De l’abbaye à la caserne

Olivier Rogeau
Olivier Rogeau Journaliste au Vif

Non à Tervuren « .  » IGN = La Cambre « . Les affichettes posées sur les fenêtres des bâtiments de la cour centrale de l’abbaye de la Cambre, à Bruxelles, alertent le visiteur. La perspective du déménagement de l’Institut géographique national (IGN), qui occupe les lieux, vers le quartier militaire Panquin, face au parc de Tervuren, suscite une vive inquiétude parmi les membres du personnel. Les uns s’interrogent sur le coût de cette décision ministérielle et soulèvent le problème de la mobilité, le site de Tervuren étant moins accessible par les transports en commun que celui de l’abbaye. D’autres évoquent surtout les conséquences, pour les employés francophones et l’avenir de l’institution fédérale, d’une délocalisation en région flamande.

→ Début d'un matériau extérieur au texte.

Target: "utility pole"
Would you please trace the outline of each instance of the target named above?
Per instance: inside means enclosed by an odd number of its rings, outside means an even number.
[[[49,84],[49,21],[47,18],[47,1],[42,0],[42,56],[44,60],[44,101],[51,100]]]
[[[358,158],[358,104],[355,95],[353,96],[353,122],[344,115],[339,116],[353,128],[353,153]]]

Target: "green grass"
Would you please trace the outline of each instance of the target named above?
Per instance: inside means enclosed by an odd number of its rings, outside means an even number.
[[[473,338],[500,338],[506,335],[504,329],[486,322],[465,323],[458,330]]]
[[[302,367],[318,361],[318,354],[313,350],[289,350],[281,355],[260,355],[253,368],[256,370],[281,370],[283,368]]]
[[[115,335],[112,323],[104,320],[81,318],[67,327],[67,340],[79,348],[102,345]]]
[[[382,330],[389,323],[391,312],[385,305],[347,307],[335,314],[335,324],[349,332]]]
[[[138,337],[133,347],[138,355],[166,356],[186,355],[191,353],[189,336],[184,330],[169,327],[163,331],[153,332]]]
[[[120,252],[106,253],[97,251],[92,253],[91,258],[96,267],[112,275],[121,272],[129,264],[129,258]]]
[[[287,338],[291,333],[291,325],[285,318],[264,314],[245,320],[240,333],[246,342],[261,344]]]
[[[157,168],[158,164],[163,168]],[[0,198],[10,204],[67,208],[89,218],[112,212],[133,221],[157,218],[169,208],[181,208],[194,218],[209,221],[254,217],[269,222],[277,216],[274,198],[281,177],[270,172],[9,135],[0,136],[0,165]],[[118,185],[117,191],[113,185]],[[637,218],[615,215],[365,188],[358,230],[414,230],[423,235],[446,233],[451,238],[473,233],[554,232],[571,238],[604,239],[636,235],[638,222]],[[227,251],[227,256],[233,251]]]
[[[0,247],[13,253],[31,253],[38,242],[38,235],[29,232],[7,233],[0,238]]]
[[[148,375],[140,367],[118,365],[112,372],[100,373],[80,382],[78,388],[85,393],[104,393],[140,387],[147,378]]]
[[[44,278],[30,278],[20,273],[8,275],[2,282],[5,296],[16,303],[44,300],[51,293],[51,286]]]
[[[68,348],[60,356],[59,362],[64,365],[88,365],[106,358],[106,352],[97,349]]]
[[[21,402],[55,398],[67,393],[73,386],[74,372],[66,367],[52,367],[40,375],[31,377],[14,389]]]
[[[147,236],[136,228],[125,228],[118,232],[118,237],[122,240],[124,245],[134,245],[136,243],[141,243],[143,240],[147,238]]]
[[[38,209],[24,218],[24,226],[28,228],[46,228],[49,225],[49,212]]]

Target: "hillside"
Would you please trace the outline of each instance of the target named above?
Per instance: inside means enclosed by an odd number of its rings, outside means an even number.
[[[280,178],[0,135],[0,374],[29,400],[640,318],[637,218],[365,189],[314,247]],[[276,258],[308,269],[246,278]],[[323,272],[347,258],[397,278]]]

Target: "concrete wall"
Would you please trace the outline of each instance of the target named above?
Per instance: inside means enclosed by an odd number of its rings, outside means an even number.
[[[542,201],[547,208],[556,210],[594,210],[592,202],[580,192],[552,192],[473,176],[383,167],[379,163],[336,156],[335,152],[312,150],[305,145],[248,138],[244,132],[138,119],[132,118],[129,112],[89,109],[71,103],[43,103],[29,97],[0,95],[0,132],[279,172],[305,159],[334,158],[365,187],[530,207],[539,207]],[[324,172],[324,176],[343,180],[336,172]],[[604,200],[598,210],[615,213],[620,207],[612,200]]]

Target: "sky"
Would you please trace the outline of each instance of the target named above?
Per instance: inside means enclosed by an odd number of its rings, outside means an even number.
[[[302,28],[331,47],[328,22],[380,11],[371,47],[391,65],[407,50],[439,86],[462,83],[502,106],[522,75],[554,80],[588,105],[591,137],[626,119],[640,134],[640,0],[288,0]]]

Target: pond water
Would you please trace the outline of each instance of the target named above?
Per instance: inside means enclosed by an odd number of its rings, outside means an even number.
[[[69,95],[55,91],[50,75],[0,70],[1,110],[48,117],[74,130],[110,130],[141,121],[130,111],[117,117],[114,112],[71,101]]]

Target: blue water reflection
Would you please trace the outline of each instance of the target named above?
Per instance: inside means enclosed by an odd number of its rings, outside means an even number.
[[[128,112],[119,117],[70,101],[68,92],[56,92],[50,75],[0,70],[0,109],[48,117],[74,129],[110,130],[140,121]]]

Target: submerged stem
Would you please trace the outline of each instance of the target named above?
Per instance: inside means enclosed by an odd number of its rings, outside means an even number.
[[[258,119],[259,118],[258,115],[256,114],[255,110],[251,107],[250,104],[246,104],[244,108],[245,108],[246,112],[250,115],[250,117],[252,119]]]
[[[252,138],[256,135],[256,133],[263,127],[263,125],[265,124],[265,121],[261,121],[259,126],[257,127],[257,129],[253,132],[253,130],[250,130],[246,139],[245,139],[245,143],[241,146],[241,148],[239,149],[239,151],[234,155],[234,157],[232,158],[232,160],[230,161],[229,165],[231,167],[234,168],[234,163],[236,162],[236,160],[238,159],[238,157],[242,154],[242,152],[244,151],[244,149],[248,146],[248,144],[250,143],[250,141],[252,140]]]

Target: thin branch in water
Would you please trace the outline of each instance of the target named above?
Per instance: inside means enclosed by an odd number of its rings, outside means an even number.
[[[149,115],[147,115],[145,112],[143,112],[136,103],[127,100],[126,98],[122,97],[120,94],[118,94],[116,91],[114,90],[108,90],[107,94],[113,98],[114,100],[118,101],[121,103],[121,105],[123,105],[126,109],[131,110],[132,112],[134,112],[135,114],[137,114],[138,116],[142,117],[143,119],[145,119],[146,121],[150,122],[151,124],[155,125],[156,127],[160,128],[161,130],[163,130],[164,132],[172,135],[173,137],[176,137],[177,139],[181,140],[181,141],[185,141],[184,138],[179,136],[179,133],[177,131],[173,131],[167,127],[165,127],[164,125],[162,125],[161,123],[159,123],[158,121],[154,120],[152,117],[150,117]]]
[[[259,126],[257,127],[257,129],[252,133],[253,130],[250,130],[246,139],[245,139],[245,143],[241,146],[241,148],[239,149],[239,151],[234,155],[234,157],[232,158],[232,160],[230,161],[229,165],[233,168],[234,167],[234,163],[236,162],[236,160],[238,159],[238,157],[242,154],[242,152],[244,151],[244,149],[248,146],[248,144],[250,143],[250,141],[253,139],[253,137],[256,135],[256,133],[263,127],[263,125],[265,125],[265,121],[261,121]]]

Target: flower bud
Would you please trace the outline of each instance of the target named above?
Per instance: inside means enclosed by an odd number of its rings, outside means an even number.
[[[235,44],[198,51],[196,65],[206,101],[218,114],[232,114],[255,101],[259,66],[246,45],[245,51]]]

 » Nous vivons une période d’instabilité, reconnaît Ingrid Vanden Berghe, administratrice générale de l’IGN. Les appréhensions liées au déménagement viennent s’ajouter aux bouleversements technologiques qui touchent le métier de cartographe. Celui-ci n’est plus un artiste, mais un opérateur d’outils informatisés. Sa référence principale n’est plus la carte papier, mais la base de données spatiales continues. Il fallait quinze ans pour mettre à jour la cartographie du pays, alors qu’aujourd’hui les utilisateurs de nos produits numérisés réclament des corrections en temps quasi réel. L’IGN est, en outre, confronté à une révolution des sources d’information : à la photo aérienne et aux données collectées sur le terrain s’ajoutent les collaborations avec les Régions, tandis que se multiplient les projets européens auxquels nous participons.  »

Le ministre de la Défense, André Flahaut (PS), qui a la tutelle sur l’IGN, a pris la décision du transfert à Tervuren en juillet dernier.  » Une étude préalable a démontré que les travaux de rénovation nécessaires à l’abbaye de la Cambre coûteraient nettement plus cher – presque 3 millions d’euros de plus – que les travaux d’adaptation à réaliser au quartier commandant Panquin « , indiquait le ministre, en octobre, à la Chambre. De plus, la rénovation in situ de l’abbaye perturberait pendant une longue période le fonctionnement de l’IGN et impliquerait des déménagements internes. Selon le ministre, la caserne de Tervuren, pressentie un temps pour devenir le siège de l’état-major européen,  » convient parfaitement  » à la mission de l’Institut. En outre, Flahaut fait miroiter que le produit de la vente du site de la Cambre serait affecté – en totalité ? – à l’IGN, qui manque cruellement de ressources pour investir dans du matériel performant.

Le coût d’une rénovation

 » Sans cesse en quête d’argent, l’Etat fédéral est prêt à céder l’abbaye pour faire une plus-value « , déplore Marie Nagy, députée fédérale Ecolo. Le ministre-président bruxellois Charles Piqué (PS) s’est montré intéressé par le rachat du site prestigieux, où la Région envisagerait d’installer son secrétariat d’Etat aux Monuments et Sites. Mais tout dépend du montant qu’on lui demandera… Le gouvernement bruxellois a-t-il les moyens d’acquérir, de rénover et d’entretenir les lieux ? Marie Nagy en doute :  » La Région n’est pas riche et doit déjà rénover ses cabinets de la place Royale.  »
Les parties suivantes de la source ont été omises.